Mais de 2.500 pessoas morreram no Líbano desde o início dos ataques israelitas, em 02 de março, segundo dados das autoridades de saúde libanesas, que demonstram uma violência persistente, apesar de um cessar-fogo considerado frágil.

De acordo com o Centro de Operações de Emergência do Ministério da Saúde libanês, até este sábado morreram 2.509 pessoas e outras 7.755 ficaram feridas, números que incluem vítimas registadas já durante o período de trégua.

Só no sábado, ataques israelitas terão causado pelo menos sete mortos e 24 feridos, entre os quais três crianças, acrescenta o serviço de saúde libanês, citado pela agência de notícias espanhola EFE.

Apesar da trégua anunciada em 16 de abril pelo Presidente norte-americano, Donald Trump, e prolongada por três semanas, as hostilidades mantiveram-se.

Hoje, por exemplo, vários meios de comunicação oficiais libaneses relataram novos bombardeamentos israelitas no sul do país, após avisos de evacuação emitidos pelo Exército israelita.

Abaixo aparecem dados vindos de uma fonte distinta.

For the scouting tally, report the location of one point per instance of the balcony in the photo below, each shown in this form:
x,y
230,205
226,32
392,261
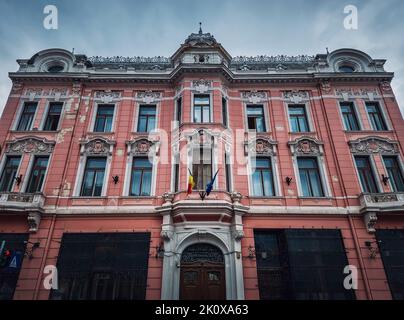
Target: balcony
x,y
378,202
29,203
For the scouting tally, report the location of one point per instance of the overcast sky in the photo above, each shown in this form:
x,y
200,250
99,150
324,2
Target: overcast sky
x,y
158,27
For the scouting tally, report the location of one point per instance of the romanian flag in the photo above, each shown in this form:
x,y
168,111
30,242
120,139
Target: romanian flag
x,y
191,183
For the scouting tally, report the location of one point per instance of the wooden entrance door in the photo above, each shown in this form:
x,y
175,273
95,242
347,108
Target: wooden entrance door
x,y
202,273
202,281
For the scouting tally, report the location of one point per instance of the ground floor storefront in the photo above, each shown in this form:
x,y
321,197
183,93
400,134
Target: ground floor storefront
x,y
258,257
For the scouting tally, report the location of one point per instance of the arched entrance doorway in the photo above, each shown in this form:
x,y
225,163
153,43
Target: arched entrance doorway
x,y
202,273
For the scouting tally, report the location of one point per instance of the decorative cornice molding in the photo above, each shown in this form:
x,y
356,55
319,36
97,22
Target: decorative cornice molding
x,y
370,145
32,145
306,146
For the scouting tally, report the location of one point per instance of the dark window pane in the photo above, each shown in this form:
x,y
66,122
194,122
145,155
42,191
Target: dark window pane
x,y
141,177
15,242
37,175
103,121
103,266
262,178
9,173
256,118
391,245
93,177
201,108
310,180
52,120
375,116
301,264
147,119
366,175
394,173
298,118
27,116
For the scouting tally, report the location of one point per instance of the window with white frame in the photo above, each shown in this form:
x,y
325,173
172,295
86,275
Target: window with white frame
x,y
310,169
263,178
140,180
9,173
94,165
104,118
53,116
255,117
27,116
201,108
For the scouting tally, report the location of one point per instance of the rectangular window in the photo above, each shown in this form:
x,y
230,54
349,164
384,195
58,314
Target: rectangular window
x,y
179,110
37,175
228,172
147,119
394,173
349,116
53,117
256,118
16,243
27,116
366,175
310,180
102,266
103,120
299,264
391,245
93,178
262,178
298,118
376,116
202,167
224,111
141,178
9,173
201,108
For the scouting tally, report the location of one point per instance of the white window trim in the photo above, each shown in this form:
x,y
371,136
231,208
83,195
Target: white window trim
x,y
3,164
325,183
372,168
266,116
80,175
24,185
46,111
275,175
309,116
382,111
357,115
214,161
94,117
20,110
193,94
156,122
174,158
400,164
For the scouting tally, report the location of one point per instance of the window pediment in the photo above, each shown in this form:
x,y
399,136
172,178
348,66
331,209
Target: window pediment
x,y
371,145
306,146
33,145
260,146
143,147
97,146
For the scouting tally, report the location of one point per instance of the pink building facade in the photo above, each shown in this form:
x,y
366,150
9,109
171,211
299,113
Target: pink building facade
x,y
96,155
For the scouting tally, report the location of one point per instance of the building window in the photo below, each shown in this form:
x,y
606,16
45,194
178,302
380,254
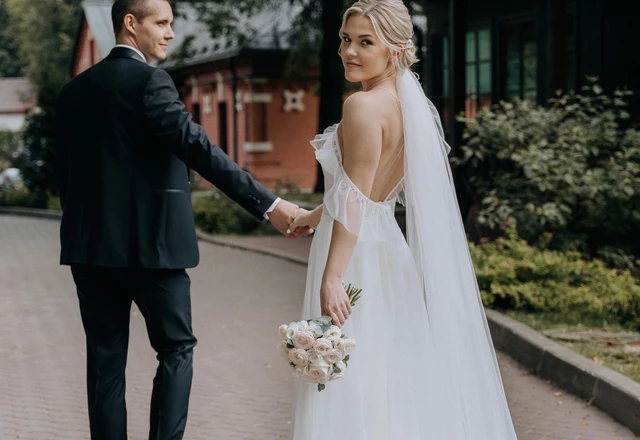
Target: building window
x,y
439,85
521,61
257,122
478,71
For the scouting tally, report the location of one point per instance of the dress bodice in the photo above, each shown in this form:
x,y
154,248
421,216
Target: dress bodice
x,y
343,200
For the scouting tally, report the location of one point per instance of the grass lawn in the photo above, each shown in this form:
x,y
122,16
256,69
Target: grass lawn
x,y
607,344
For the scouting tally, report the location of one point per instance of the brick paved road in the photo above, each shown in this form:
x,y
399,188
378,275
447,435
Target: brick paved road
x,y
240,389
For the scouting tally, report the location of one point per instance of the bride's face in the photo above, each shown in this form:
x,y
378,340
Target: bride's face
x,y
364,56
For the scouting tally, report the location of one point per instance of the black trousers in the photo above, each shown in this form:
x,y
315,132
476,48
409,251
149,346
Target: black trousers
x,y
163,297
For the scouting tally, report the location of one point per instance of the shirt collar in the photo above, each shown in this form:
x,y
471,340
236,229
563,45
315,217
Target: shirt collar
x,y
134,49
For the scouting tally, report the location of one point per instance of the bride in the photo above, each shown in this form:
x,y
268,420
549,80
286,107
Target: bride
x,y
424,367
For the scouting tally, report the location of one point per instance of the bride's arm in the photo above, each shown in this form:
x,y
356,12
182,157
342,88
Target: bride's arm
x,y
361,148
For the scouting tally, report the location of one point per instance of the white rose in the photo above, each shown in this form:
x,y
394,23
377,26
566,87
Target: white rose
x,y
283,331
318,370
333,334
282,348
315,328
299,357
334,356
292,329
303,339
322,346
298,372
347,345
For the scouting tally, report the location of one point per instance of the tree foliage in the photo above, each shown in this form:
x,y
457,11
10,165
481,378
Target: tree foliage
x,y
44,32
10,64
572,169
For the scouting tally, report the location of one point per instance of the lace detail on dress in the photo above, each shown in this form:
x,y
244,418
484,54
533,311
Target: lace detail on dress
x,y
343,200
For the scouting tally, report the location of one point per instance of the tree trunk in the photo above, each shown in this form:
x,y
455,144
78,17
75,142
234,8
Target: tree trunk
x,y
331,73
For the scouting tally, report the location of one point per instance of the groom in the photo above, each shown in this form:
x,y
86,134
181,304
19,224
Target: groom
x,y
125,145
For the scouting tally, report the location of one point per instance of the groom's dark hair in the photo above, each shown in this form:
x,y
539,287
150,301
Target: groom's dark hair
x,y
120,8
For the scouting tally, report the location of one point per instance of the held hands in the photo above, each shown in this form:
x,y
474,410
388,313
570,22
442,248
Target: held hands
x,y
283,215
334,302
303,224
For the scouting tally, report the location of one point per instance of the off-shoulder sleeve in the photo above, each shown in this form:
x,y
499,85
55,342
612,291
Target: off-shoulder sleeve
x,y
343,200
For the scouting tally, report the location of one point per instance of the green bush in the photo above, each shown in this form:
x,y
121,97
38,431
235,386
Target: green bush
x,y
22,198
54,203
513,275
218,214
572,169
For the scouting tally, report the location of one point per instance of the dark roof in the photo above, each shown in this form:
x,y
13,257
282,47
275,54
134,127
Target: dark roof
x,y
16,95
271,28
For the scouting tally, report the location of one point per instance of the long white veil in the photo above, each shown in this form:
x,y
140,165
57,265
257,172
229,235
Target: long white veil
x,y
466,387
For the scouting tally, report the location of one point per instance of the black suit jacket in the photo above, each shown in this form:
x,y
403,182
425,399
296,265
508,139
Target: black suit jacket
x,y
125,143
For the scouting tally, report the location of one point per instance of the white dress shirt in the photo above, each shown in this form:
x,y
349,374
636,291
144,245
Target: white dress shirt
x,y
134,49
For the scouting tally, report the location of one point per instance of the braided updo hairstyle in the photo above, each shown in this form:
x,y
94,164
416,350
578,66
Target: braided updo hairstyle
x,y
392,24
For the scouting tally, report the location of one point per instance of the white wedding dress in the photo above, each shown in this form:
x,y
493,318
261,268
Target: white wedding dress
x,y
403,381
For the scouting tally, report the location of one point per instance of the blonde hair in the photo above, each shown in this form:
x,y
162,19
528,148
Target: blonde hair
x,y
392,24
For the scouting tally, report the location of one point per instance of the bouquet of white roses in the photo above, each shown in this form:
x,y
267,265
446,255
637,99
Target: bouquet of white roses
x,y
316,350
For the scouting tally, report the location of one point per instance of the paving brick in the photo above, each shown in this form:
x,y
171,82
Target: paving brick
x,y
240,390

O primeiro-ministro de Israel, Benjamin Netanyahu, justificou o ataque com o intuito de prevenir novas ofensivas do movimento xiita Hezbollah, acusando-o de violar o cessar-fogo.

O Hezbollah rejeitou as acusações, afirmando que as suas operações constituem uma “resposta legítima” às “violações contínuas” da trégua por parte de Israel desde o início do acordo. Em comunicado, citado pela agência de notícias francesa AFP, o movimento garantiu que continuará a retaliar e declarou-se preparado para defender o território libanês.

O grupo criticou ainda a intensificação dos ataques israelitas durante o período de cessar-fogo e manifestou oposição a negociações diretas com Israel, após contactos recentes em Washington entre representantes dos dois países.

Além disso, acusou o Governo libanês de inação face aos bombardeamentos e denunciou os termos da trégua, alegando que permitem a Israel continuar operações militares no país.

Segundo o acordo em vigor, Israel reserva-se o direito de atacar alvos do Hezbollah para impedir ações consideradas iminentes ou em curso.

A escalada atual ocorre num cenário de tensões prolongadas na fronteira israelo-libanesa, com trocas regulares de ataques desde o reinício das hostilidades em março.